In-Situ Characterization Of Nonlinear Flow Behavior Of Fluid In Ultra-Low Permeability Oil Reservoirs

Correlating velocity-gradient relation is crucial for understanding flow behavior of fluid in low-permeability oil reservoirs. Instead of experimental approaches, this paper utilized downhole pressure data analysis for in-situ characterization of nonlinear flow behavior at low velocity. We introduced a dynamic permeability concept, which connects flow equation and nonlinear flow behavior. We then employed pseudo-linear function, piecewise function and continuous function to characterize the nonlinear flow behavior. The transient pressure type curves response ascended in the late-time flow period with consideration of nonlinear flow effect, suggesting that nonlinear flow equations can affect the characteristic of the type curves.

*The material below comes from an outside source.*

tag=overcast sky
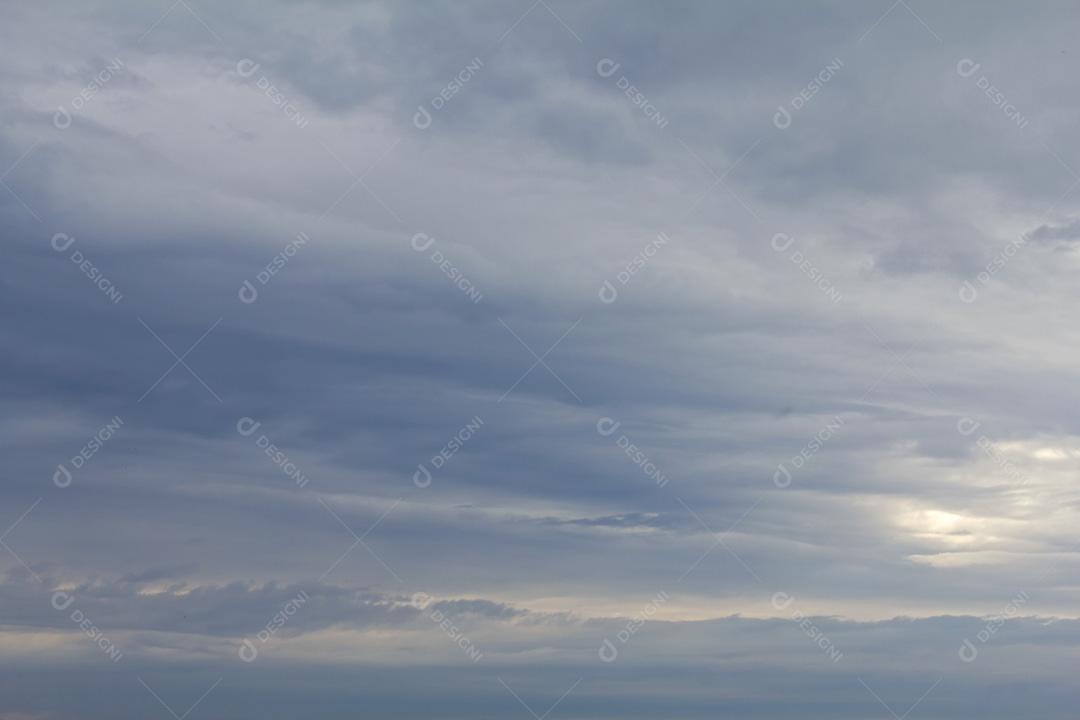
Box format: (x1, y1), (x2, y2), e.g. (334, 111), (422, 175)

The coefficients of approximation function are considered to be model parameters and are determined by downhole pressure analysis. Through our workflow, we can obtain a velocity-gradient relation, describing the nonlinear flow behavior of in-situ fluid. The practicality and efficiency of our new method are illustrated by comprehensive case studies. The in-situ flow behavior in reservoir scale can be characterized by normalizing multiple velocity-gradient curves derived from individual well analysis. Compared with core-flooding experiments, the proposed method is more convenient and economic to characterize flow behaviors in low-permeability oil reservoirs.